Бывший минский активист Эрнст Левин, уже находясь в Израиле, обсуждает в частном письме скандал в связи с возвращением в Советский Союз вдовы самого известного минского отказника, героя войны, полковника Ефима Ароновича Давидовича Марины Карповны Давидович, которую еще один минский активист Наум Альшанский публично обвинил в сговоре с КГБ:
Ты пишешь, Овсищер возмущается: «Что вы, мол, разжигаете войну между минчанами?» <…> Меня огорчает, что он пока еще очень советский человек, а от этого не так уж легко излечиться. Советская идеология 70 лет вдалбливала в наши мозги, что «единство» – это положительное явление: единство земляков, «коллектива», партии и народа, <…> мнений, вкусов… Отсюда и убеждение, что любые конфликты неправомерны: надо только найти «возмутителя» и его наказать, чтобы всё было единогласно и единодушно. <…> Я ему [Альшанскому] лично и откровенно высказал свою точку зрения, он мог бы со мной спорить и отстаивать свою и мы остались бы приятелями. Но он решил по-советски. «Кто не с нами… если враг не сдается» и начал меня уничтожать подлыми методами. На х**мне такое «единство»? Создавать СССР в Израиле?[128]
Аналогичную оценку и интерпретацию авторитарности отказнического сознания мы встречаем и у представителей следующего поколения. Вспоминая свое детство, прошедшее в московской отказнической среде второй половины 1970-х – 1980-х годов, Геула Чернобыльская пишет:
В нашей отказнической общине было очень четкое разделение между нами, «израильтянами», и ими, «американцами» [т. е.

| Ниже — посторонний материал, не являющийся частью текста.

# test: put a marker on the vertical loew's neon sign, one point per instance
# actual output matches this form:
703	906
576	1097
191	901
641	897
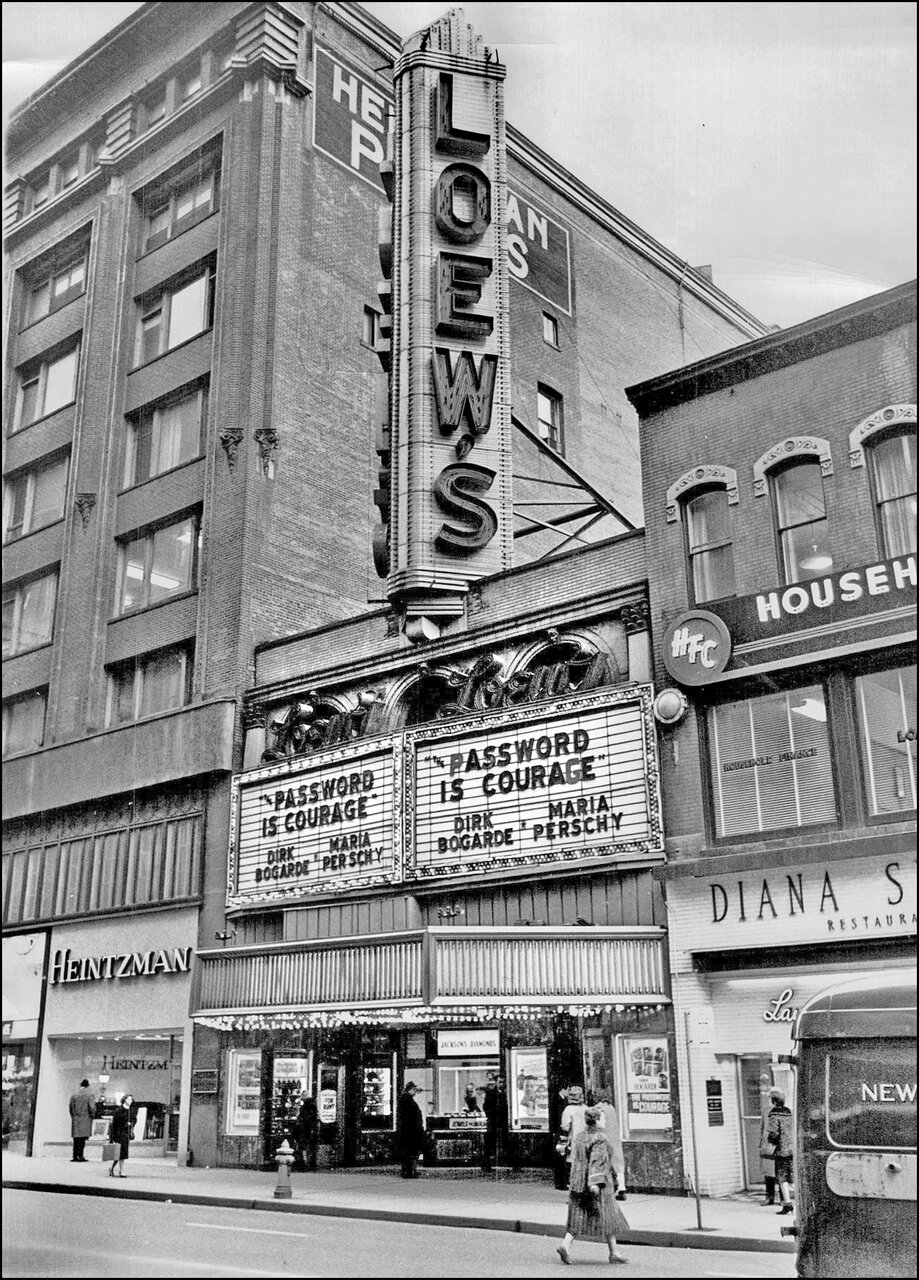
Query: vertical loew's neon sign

Нетерпимость и коллективизм с принудительным консенсусом интерпретировали как пережиток советской ментальности и израильские наблюдатели. В 1978 году на семинаре об антисемитизме в советской пропаганде, устроенном Иерусалимским университетом с преимущественным участием новых репатриантов, физик Марк Азбель предложил не выпускать из Израиля в США высококлассных спортсменов и тем самым, через спорт, повысить престиж Израиля и заткнуть рот антисемитам. На эту идею председатель профессор Шмуэль Этингер отреагировал резкой отповедью:
Олим из Советского Союза во многих случаях от среднего израильтянина, которым я себя считаю, отличаются тем, что влияние советского воспитания, советской пропаганды на них очень сильно и это действительно немудрено. Факт жизни – другого нет. Но, по-моему, они должны были бы подумать, что стоит и это поставить как-то под контроль или критически проанализировать. Вот я возьму выступление профессора Азбеля. Он нам предлагает ряд средств, от которых, по-моему, так и несет тоталитарным духом. Конечно, чтобы бороться с антисемитизмом или с тоталитаризмом, можно предложить ввести такие тоталитарные условия в Израиле, которые переменят всю структуру Израиля. <…> я бы не желал переменить демократическое общество на тоталитарное, в котором будут заповедники для спортсменов и все прочие такие гитлеровские и советские штучки для того, чтобы таким образом бороться против антисемитизма. Извините, лекарство хуже болезни![129]
К обвинениям в зараженности советским тоталитаризмом нельзя относиться как к объективному вердикту, это частное мнение, однако чрезвычайно распространенное, присущее самим представителям этого круга и носителям этой же ментальности, внешним наблюдателям и потомкам.